This is a Go implementation of the Raft distributed consensus protocol. Raft is a protocol by which a cluster of nodes can maintain a replicated state machine. The state machine is kept in sync through the use of a replicated log.

For more details on Raft, you can read In Search of an Understandable Consensus Algorithm by Diego Ongaro and John Ousterhout.

Project Status

This library is feature complete but should be considered experimental until it has seen more usage. If you have any questions on implementing go-raft in your project please file an issue. There is an active community of developers who can help. go-raft is under the MIT license.

Features

  • Leader election
  • Log replication
  • Configuration changes
  • Log compaction
  • Unit tests
  • Fast Protobuf Log Encoding
  • HTTP transport

Projects

These projects are built on go-raft:

  • coreos/etcd - A highly-available key value store for shared configuration and service discovery
  • benbjohnson/raftd - A reference implementation for using the go-raft library for distributed consensus.

If you have a project that you're using go-raft in, please add it to this README so others can see implementation examples.

The Raft Protocol

This section provides a summary of the Raft protocol from a high level. For a more detailed explanation on the failover process and election terms please see the full paper describing the protocol: In Search of an Understandable Consensus Algorithm.

Overview

Maintaining state in a single process on a single server is easy. Your process is a single point of authority so there are no conflicts when reading and writing state. Even multi-threaded processes can rely on locks or coroutines to serialize access to the data.

However, in a distributed system there is no single point of authority. Servers can crash or the network between two machines can become unavailable or any number of other problems can occur.

A distributed consensus protocol is used for maintaining a consistent state across multiple servers in a cluster. Many distributed systems are built upon the Paxos protocol but Paxos can be difficult to understand and there are many gaps between Paxos and real world implementation.

An alternative is the Raft distributed consensus protocol by Diego Ongaro and John Ousterhout. Raft is a protocol built with understandability as a primary tenant and it centers around two things:

  1. Leader Election
  2. Replicated Log

With these two constructs, you can build a system that can maintain state across multiple servers -- even in the event of multiple failures.

Leader Election

The Raft protocol effectively works as a master-slave system whereby state changes are written to a single server in the cluster and are distributed out to the rest of the servers in the cluster. This simplifies the protocol since there is only one data authority and conflicts will not have to be resolved.
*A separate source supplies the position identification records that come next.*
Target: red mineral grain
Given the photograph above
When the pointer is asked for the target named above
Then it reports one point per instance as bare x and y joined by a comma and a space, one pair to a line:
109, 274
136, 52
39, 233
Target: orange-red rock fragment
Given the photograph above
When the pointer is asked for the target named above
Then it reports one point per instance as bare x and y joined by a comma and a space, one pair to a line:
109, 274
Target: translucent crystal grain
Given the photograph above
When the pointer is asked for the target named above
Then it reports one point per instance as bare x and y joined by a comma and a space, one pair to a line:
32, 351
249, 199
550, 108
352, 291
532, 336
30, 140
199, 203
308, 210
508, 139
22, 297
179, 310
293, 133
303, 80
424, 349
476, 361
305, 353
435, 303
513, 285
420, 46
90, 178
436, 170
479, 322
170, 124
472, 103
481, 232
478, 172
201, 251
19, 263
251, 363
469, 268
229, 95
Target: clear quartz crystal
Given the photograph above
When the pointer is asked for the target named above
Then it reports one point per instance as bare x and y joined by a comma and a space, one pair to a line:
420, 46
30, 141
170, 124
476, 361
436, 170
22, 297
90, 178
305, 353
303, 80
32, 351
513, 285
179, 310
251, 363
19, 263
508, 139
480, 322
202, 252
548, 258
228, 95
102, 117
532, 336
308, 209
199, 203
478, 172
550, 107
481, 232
Raft ensures that there is only one leader at a time. It does this by performing elections among the nodes in the cluster and requiring that a node must receive a majority of the votes in order to become leader. For example, if you have 3 nodes in your cluster then a single node would need 2 votes in order to become the leader. For a 5 node cluster, a server would need 3 votes to become leader.

Replicated Log

To maintain state, a log of commands is maintained. Each command makes a change to the state of the server and the command is deterministic. By ensuring that this log is replicated identically between all the nodes in the cluster we can replicate the state at any point in time in the log by running each command sequentially.

Replicating the log under normal conditions is done by sending an AppendEntries RPC from the leader to each of the other servers in the cluster (called Peers). Each peer will append the entries from the leader through a 2-phase commit process which ensure that a majority of servers in the cluster have entries written to log.

History

Ben Johnson started this library for use in his behavioral analytics database called Sky. He put it under the MIT license in the hopes that it would be useful for other projects too.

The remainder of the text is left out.